The problem “Check If N and Its Double Exist” asks us to determine if there exists an integer n in the array such that n and 2 \times n are both present in the array.
Example:
• Input: [10, 2, 5, 3]
• Output: true (since n = 5 and 2 \times n = 10 )
This problem emphasizes searching efficiently within an array, leveraging appropriate data structures to minimize time complexity.
Brute Force Approach
public class CheckIfDoubleExist {
public boolean checkIfExist(int[] arr) {
for (int i = 0; i < arr.length; i++) {
for (int j = 0; j < arr.length; j++) {
if (i != j && arr[i] == 2 * arr[j]) {
return true;
}
}
}
return false;
}
}1. Iterate through every pair of elements.
2. Check if one element is double the other.
3. Return true if such a pair is found; otherwise, return false.
Optimized Approach
Algorithm and Data Structure
1. Use a HashSet to efficiently store and lookup elements.
2. Traverse the array once, checking for:
• 2 x n : If n exists and 2 x n is already in the set.
• n / 2 : If n is even and its half exists in the set.
3. Add each number to the set for future lookups.
Why This Works
• A HashSet provides O(1) average-time complexity for insert and lookup operations.
• By traversing the array only once and leveraging the set, the algorithm avoids nested loops.
import java.util.HashSet;
public class CheckIfDoubleExist {
public boolean checkIfExist(int[] arr) {
HashSet<Integer> seen = new HashSet<>();
for (int num : arr) {
if (seen.contains(2 * num) || (num % 2 == 0 && seen.contains(num / 2))) {
return true;
}
seen.add(num);
}
return false;
}
}Line-By-Line Explanation
Step 1: Initialization
HashSet<Integer> seen = new HashSet<>();- Create a set to store elements for efficient lookups
Step 2: Iterate Through the Array
for (int num : arr) {- Traverse each element in the array.
Step 3: Check Conditions
if (seen.contains(2 * num) || (num % 2 == 0 && seen.contains(num / 2))) {
return true;
}- Checks if 2 x num already exists in the set.
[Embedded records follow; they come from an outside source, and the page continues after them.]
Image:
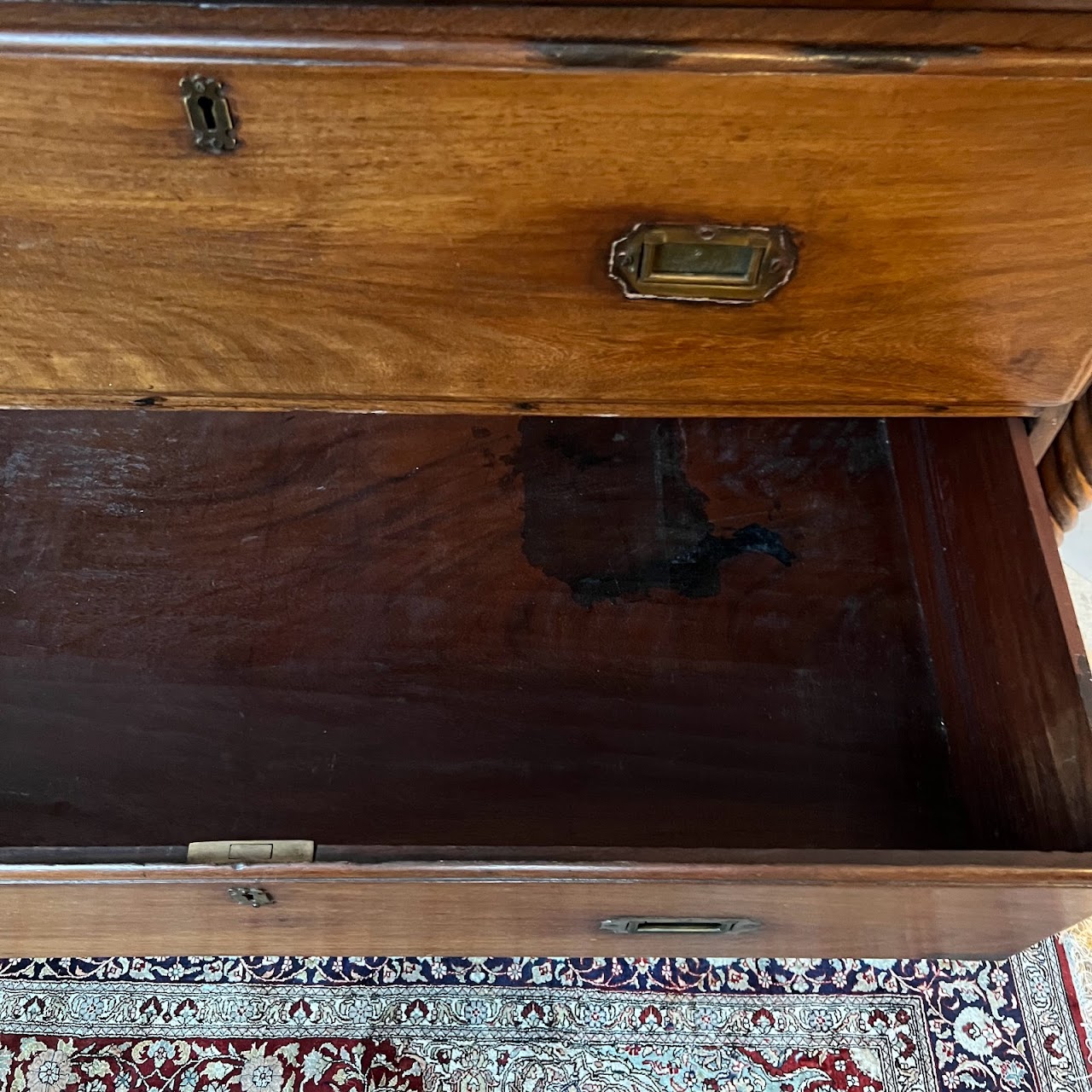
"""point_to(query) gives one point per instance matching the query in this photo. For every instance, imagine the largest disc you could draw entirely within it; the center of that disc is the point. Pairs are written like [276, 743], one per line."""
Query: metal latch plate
[258, 852]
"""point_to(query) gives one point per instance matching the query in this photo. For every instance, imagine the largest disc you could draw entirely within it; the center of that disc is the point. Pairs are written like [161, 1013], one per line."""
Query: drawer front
[435, 233]
[806, 911]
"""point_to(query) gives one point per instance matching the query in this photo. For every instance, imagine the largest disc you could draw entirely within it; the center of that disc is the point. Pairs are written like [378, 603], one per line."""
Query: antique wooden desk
[681, 582]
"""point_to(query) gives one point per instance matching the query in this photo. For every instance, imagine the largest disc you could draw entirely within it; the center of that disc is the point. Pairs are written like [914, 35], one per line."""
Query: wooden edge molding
[107, 26]
[976, 869]
[485, 54]
[382, 404]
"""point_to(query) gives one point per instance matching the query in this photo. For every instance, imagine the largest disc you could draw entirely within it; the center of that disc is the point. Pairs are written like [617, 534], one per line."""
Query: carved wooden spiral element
[1066, 468]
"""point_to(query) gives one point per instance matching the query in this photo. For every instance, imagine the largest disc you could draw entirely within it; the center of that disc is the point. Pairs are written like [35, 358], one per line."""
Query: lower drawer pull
[679, 925]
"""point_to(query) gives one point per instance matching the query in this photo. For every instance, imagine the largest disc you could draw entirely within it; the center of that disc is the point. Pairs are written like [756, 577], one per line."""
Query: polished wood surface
[62, 28]
[1066, 467]
[591, 632]
[894, 911]
[724, 613]
[357, 252]
[994, 593]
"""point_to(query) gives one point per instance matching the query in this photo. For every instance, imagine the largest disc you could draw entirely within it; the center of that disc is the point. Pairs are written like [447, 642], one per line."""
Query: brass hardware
[209, 113]
[285, 851]
[694, 925]
[703, 264]
[250, 897]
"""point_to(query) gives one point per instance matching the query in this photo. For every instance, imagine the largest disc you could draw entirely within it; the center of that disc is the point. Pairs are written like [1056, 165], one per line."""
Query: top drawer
[425, 222]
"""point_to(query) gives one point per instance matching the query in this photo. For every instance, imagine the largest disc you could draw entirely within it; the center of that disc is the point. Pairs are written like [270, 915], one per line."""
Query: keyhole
[206, 104]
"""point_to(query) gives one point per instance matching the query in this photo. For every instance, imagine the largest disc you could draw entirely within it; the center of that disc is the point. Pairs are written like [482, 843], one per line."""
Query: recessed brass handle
[689, 925]
[708, 264]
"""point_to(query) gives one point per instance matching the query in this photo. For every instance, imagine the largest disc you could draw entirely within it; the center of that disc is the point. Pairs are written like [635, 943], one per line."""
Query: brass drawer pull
[209, 113]
[703, 264]
[710, 925]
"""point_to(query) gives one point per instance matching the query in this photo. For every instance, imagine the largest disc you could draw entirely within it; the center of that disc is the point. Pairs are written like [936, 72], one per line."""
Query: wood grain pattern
[506, 630]
[1005, 635]
[160, 24]
[357, 253]
[839, 911]
[1066, 467]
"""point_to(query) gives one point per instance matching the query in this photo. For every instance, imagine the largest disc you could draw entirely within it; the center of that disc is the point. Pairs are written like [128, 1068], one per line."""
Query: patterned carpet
[293, 1025]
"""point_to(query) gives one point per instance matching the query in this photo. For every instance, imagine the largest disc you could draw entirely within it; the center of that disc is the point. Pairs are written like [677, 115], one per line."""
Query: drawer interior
[494, 631]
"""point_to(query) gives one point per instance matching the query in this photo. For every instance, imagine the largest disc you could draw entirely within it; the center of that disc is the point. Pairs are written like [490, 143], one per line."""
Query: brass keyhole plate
[209, 113]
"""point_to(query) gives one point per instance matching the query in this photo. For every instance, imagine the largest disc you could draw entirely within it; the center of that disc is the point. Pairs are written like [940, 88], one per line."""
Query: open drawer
[537, 686]
[428, 210]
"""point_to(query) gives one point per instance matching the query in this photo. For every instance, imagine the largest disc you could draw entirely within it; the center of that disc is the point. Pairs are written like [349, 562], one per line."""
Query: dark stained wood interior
[456, 630]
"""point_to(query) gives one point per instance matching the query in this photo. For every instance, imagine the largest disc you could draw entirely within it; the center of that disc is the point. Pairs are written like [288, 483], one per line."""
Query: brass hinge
[270, 851]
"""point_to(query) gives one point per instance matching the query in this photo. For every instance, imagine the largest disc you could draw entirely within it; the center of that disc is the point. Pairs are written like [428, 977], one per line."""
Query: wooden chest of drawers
[694, 676]
[418, 209]
[523, 679]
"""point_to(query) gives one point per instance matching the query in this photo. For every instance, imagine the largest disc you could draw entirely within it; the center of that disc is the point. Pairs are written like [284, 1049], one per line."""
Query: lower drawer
[535, 686]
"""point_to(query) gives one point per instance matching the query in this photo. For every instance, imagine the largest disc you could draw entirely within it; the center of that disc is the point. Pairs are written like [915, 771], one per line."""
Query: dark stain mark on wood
[608, 54]
[608, 510]
[882, 58]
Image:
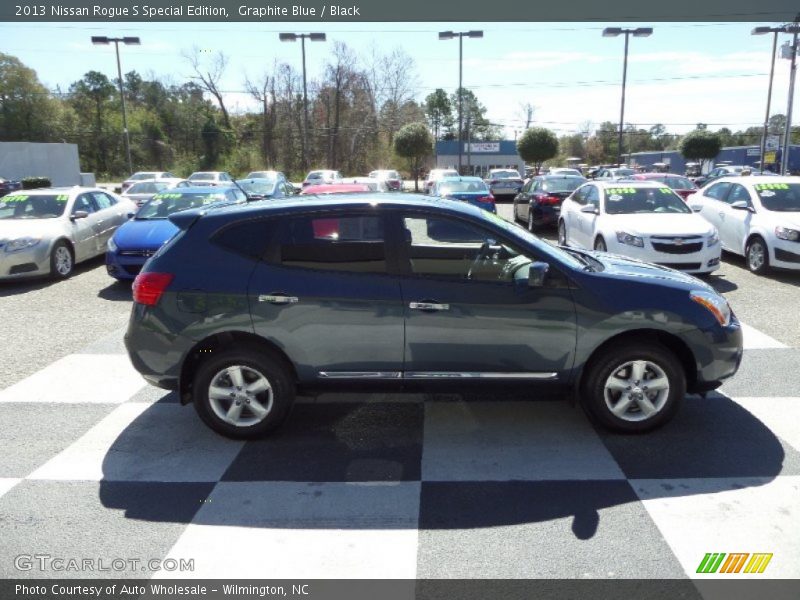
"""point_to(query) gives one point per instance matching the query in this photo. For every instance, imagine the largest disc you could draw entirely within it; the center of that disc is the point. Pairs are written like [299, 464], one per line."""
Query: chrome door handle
[278, 299]
[428, 306]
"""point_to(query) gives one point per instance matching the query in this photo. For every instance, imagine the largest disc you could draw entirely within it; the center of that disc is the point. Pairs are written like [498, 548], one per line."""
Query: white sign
[482, 147]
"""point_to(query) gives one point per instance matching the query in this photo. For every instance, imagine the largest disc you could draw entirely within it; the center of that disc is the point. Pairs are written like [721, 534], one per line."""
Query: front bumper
[705, 260]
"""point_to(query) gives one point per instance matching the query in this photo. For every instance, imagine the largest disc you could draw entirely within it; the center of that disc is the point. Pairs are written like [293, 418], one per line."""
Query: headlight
[715, 304]
[784, 233]
[21, 244]
[629, 239]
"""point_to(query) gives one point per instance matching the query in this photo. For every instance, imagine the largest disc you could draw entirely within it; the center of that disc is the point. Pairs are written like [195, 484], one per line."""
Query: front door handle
[428, 306]
[278, 299]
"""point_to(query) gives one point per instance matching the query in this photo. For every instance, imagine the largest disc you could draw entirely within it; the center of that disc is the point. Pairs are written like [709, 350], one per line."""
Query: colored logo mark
[736, 562]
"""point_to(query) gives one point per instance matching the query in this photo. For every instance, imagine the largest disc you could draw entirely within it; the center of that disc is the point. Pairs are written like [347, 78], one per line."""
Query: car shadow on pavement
[332, 460]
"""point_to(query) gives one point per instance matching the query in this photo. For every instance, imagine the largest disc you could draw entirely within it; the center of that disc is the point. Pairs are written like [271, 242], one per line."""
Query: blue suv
[246, 304]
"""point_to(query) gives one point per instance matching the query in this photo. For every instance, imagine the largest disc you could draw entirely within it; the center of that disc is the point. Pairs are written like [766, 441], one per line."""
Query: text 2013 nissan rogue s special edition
[246, 303]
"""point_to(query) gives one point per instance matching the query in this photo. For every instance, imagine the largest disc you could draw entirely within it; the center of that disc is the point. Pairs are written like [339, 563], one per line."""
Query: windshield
[778, 197]
[40, 206]
[164, 204]
[629, 200]
[505, 175]
[149, 187]
[262, 187]
[457, 187]
[140, 176]
[562, 184]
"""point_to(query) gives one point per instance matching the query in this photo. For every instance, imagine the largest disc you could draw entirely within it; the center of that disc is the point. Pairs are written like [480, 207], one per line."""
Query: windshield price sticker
[771, 186]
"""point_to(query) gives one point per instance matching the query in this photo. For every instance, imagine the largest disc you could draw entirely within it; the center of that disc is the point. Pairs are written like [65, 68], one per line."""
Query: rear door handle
[428, 306]
[278, 299]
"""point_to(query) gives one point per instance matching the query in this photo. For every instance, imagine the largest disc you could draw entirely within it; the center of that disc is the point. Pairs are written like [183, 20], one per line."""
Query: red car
[683, 186]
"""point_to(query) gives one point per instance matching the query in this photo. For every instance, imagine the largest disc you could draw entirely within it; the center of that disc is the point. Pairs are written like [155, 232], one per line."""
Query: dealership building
[478, 157]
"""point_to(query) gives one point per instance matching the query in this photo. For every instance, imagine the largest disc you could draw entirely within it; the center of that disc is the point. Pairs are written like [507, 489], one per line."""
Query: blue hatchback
[138, 239]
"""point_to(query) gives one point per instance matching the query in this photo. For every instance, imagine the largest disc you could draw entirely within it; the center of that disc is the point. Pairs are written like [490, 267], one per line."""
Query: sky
[685, 73]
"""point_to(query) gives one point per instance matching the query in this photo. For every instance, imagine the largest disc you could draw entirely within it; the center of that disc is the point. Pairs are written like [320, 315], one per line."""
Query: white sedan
[641, 220]
[757, 217]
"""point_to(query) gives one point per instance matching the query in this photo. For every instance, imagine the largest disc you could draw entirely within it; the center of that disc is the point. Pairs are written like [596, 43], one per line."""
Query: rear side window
[333, 243]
- Checks if 2 / num already exists in the set. Used to detect the “double relationship” between the current numner and a number that has already been added to the set.
Step 4: Add to the set
seen.add(num);- Add the current number to the set for future lookups.
Step 5: Default Return
return false;
• If no valid pair is found after traversing the array, return false.
Why This Code Works
The “Check If N and Its Double Exist” problem emphasizes efficient search within arrays using hash-based lookups. By leveraging sets and constant-time operations, the optimized solution is significantly faster and more scalable than brute force. Understanding the relationships between elements and choosing the right data structures (like HashSet) highlights the importance of algorithm design in solving real-world problems.